Bülent Çuhadar* - Demiryolcular için, istasyonlar ve garlar kentlerin en güzel yeridir. Gün, buralarda başlar ve yine buralarda sona erer. Akşam olduğunda da fazla uzaklaşılmaz, ya istasyon kahvesinde demli çay içilir ya da gar lokantasında iki kadeh rakı... Eve öyle gidilir. Hele biraz da çakırkeyf olmuşlarsa, “Ah güzel Ahmet Abim benim, Gördün mü bak, Dağılmış pazar yerlerine benziyor şimdi istasyonlar Ve dağılmış pazar yerlerine memleket, Gelmiyor içimden hüzünlenmek bile…” diye başlarlar...

Demiryolculuk, aile mesleğidir ve pek çoğu, demiryolu kenarındaki küçük lojmanlarda doğmuşlardır. Bu yüzden, yaşama bile istasyonlarda başlar ve hatta buralarda veda ederler yaşama... Demirden de korkmazlar, ölümden de... “Demirden korksak demiryolcu olmazdık” derler. Ama ölümün ‘kahpece’ gelmesini hazmedemezler...

10 Ekim sabahı de, yaşam yine bir garda, Ankara Garı’nda başlamıştı yüzlerce demiryolcu için. Bu sefer ‘işbaşı’ yapmak için değildi. Üyesi oldukları Birleşik Taşımacılık Çalışanları Sendikası ‘barış’ diye haykırmak, ‘çocuklar ölmesin’ demek için Ankara Garı’na çağırmıştı onları. Tereddüt etmeden uydular sendikalarının bu çağrısına. Ülkenin dört bir yanından, Malatya’dan, İzmir’den, Adana’dan, Diyarbakır’dan, İstanbul’dan geldiler.
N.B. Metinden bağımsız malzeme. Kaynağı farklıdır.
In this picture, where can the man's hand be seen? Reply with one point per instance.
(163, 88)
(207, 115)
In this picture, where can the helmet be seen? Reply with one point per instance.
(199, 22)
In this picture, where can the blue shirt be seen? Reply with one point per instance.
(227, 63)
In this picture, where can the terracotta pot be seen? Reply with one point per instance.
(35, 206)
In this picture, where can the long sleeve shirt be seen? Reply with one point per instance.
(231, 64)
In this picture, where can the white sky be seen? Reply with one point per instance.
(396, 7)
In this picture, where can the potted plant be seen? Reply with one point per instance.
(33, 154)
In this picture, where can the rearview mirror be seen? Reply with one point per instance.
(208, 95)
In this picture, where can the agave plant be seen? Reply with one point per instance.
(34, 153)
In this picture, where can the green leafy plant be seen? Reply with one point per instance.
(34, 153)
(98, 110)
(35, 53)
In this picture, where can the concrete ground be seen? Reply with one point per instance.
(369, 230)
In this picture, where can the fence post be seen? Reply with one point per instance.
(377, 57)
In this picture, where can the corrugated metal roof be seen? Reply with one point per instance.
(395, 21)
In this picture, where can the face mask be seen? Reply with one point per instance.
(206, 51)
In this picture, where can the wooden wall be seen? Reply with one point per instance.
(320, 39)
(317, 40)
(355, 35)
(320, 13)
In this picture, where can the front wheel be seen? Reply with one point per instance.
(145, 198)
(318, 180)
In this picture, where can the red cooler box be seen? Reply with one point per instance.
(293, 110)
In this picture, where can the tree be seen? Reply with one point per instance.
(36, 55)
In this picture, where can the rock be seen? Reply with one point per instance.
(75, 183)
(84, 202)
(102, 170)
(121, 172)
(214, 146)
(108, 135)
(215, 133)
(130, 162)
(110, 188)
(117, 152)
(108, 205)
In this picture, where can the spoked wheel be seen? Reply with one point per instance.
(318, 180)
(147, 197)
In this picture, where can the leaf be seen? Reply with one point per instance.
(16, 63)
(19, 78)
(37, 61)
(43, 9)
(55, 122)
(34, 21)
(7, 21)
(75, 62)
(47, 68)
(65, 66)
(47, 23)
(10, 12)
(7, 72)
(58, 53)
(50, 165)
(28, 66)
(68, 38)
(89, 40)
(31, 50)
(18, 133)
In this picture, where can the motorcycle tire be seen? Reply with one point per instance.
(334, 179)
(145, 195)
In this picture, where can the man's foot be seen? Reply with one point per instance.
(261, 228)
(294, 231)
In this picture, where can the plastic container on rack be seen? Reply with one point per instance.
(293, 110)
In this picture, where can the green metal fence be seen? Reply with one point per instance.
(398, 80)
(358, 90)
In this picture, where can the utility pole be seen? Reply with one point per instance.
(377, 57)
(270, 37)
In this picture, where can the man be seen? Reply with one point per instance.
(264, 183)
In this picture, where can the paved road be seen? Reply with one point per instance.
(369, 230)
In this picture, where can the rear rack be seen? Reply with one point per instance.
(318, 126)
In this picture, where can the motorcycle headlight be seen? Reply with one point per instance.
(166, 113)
Tulumlarını çıkarıp üzerinde BTS yazan önlüklerini giymişler, ellerine ‘barış’ yazılı bayraklarını almışlar, heyecanla Kızılay Meydanı’na girmeyi bekliyorlardı. Ankara Garı’nın önünde...  Garda, sabahın ve yaşamın başladığı yerde...

“Ankara Garı’na bahar: İstasyon polisinde artan gizli bir telaşla, üçüncü mevki bekleme salonunda köylü yapı işçileriyle ve büfesinde göbekli bir marula benzeyen İstanbul hasretiyle gelir, bağrışılmaz, koşuşulmaz, yüksek sesle gülüşülmez Ankara Garı’nda.” demişti oysa büyük ozan.  10 Ekim sabahı öyle olmadı. Demiryolu çocuklarının, yüksek sesle gülüşmeye çekindiği Ankara Garı, Tüm insanlığın kulaklarını sağır edecek bir gürültüyle sarsıldı. Makinist Yılmaz düştü önce. Sonra tren şefi Hacı... Sonra diğerleri bir bir... Sonra Veysel, İbrahim’in elinden kaydı gitti. İbrahim’de arkasından. Nasıl yalnız bırakırdı Veysel’ini... Demiryolu kenarındaki küçük lojmanda doğan demiryolu çocuğunu...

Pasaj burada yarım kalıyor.